Capacity to fund other more expensive works is to be considered once the annual ROSPA safety report on the play area is received in early May. Works services under consideration comprise: renewal of path from High Street to The Pavilion; replace rotten posts at the Pavilion Car Park; annual hedging and pruning at the recreation ground; annual hedging trimback at Ickneield Way Footpath (part); pollarding of lime trees in the closed churchyard.
The Council is now ready to talk with communities about meeting their future transport needs. A working group, including parish representatives, has been formed and will be holding its first meeting at the Ellesmere Centre, Stetchworth, on June 18th 2014.
Anyone using the recreation ground during the winter months would have been well aware of its very wet condition, particularly at the far end by the ditch, which at times overflowed.
Although the winter months were very wet, part of the problem can be attributed to water flowing along a ditch on the opposite side of the B1063, then travelling under the road and into the recreation ground ditch, which is also receiving run-off from the road itself and the adjoining field, which forms part of Hascombe Stud.
Following a meeting on April 3rd with representatives of Darley Stud (the owners of the field that abuts Silhalls Close), they agreed that they would find the fitting o and “elbow” that would force the excess water from that field down the hill towards Silverley and away from the under-road tunnel. The Parish Council would continue to monitor the situation and consider the need for further remedial works in conjunction with Hascombe Stud and Fairhaven Estates, as lessor of the Recreation Ground.
Ashley has been invited to nominate any building as Buildings of Local Interest. The Council believes that most, if not all buildings of merit have already been given a listed status, but it was agreed that two vintage water hydrants located in The Green and on Mill Road, could be nominated as worthy of conservation.
Whilst the new give way feature in the High Street has slowed traffic from the Lidgate direction, traffic leaving the village in the opposite direction is still able to accelerate. This has resulted in several near misses as drivers arrive at the new island with too much speed.

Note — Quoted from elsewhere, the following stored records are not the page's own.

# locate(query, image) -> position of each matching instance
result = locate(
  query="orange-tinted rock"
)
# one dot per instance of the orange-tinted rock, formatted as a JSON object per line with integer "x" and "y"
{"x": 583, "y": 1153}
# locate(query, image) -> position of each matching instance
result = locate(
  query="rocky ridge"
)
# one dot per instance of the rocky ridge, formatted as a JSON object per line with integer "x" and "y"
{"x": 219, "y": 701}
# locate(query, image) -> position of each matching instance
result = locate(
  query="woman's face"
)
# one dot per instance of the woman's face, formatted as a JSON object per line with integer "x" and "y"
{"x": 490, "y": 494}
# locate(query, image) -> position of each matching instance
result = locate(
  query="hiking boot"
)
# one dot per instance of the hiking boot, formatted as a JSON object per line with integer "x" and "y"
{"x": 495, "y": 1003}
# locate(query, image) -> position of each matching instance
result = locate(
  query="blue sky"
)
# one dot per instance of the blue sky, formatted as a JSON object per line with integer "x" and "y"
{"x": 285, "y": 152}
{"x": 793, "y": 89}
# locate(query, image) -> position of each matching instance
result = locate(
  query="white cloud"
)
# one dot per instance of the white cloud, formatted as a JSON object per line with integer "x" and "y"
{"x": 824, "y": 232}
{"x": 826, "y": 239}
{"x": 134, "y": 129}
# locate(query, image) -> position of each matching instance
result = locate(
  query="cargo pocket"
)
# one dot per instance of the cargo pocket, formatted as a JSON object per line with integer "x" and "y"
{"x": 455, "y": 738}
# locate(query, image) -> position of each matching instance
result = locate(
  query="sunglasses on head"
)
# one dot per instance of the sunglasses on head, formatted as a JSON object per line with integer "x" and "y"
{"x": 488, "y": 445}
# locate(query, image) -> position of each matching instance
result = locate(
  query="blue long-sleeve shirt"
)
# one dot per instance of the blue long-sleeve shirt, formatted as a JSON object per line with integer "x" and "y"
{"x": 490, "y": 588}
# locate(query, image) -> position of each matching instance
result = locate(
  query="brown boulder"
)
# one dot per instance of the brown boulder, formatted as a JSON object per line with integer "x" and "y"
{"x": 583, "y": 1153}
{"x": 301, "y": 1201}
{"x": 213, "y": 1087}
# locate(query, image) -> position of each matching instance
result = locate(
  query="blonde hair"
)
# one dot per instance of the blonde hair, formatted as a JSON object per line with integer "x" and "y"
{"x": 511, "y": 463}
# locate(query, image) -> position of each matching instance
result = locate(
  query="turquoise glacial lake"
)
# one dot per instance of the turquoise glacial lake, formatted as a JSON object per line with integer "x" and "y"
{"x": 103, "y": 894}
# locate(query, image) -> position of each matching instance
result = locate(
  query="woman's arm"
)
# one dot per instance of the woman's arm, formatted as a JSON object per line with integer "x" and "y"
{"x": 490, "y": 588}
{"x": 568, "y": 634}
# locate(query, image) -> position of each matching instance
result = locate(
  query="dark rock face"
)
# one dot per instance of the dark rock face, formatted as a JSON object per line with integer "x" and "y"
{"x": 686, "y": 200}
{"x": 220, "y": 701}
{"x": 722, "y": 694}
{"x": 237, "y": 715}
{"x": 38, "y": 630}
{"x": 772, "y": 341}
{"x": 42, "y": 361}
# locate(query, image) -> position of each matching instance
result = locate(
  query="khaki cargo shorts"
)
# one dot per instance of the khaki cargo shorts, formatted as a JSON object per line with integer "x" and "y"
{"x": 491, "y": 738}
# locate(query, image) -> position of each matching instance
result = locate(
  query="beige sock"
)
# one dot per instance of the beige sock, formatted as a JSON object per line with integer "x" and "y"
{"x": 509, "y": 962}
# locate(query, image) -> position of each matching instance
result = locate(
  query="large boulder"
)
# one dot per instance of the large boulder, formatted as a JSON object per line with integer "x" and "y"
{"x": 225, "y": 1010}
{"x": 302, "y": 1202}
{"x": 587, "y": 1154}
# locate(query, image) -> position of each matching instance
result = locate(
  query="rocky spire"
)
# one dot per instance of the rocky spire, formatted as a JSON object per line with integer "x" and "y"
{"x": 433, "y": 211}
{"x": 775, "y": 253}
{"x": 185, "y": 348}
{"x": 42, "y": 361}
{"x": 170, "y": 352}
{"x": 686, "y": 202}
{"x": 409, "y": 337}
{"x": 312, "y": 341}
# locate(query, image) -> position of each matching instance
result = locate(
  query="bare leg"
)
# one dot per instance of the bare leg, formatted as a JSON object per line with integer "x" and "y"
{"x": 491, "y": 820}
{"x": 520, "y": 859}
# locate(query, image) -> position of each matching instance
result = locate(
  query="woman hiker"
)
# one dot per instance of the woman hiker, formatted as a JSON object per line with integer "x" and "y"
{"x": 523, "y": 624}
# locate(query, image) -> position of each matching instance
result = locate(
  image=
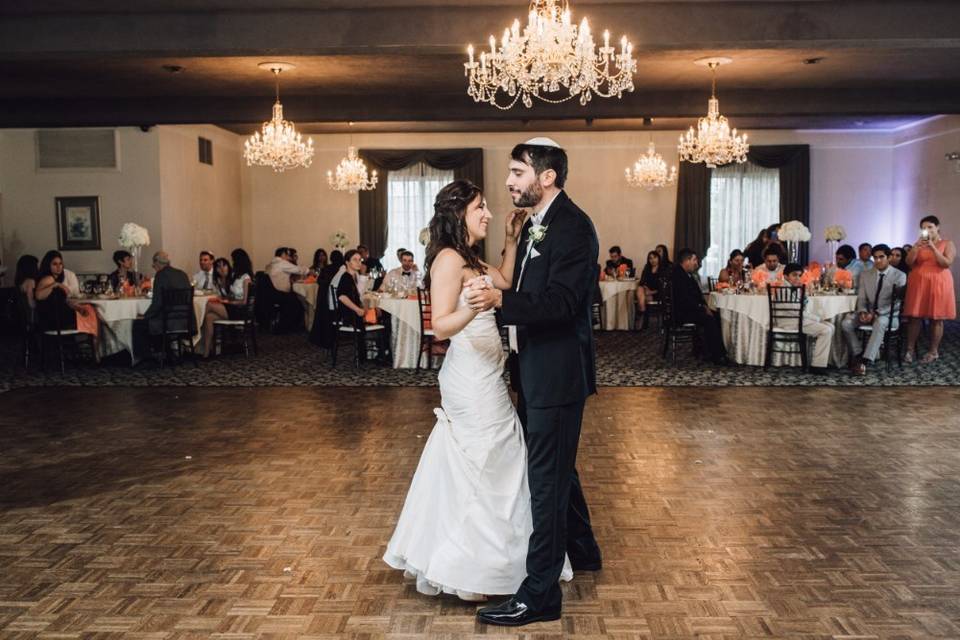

The Parish council believes there could be some spare capacity within the County’s budget to enable a speed cushion or pavement extension to be put in place a short distance from the existing island and is currently in discussion about this with Highways officials. It is thought that the effectiveness of the scheme could be greatly improved by adding a chicane.
The Parish Council is assisting the County Council in a public consultation exercise linked to the Cambridgeshire Future Transport (CFT) initiative, which aims to come up with innovative solutions to meet the County’s future transport needs. As part of this initiative the County is reviewing all subsidised bus services across the county to assess whether continued public subsidy is justified. The review will include bus services 47, 901 and 902 which serve Ashley residents. Whilst it might be possible to re-design some bus services to attract a greater number of passengers. service may also be cut where there is no evidence of demand.
In Ashley, questionnaires would have been distributed on a house to house basis as it was felt many residents may have a view, irrespective of whether or not they use the buses at present. The County is hoping to find out more about those of you who might use the services if the timings or routes were more convenient.
A survey carried out by Cambridgeshire County Council Highways Dept had revealed that too few people would use a pedestrian crossing near the junction with Silverley Way. In view of this any crossing was unlikely to be wholly safe as drivers would not anticipate people crossing thereby increasing the likelihood of accidents. However, an alternative solution had been put forward for the Council’s consideration which would act as a traffic calming measure and also help vulnerable pedestrians to cross the road in safety.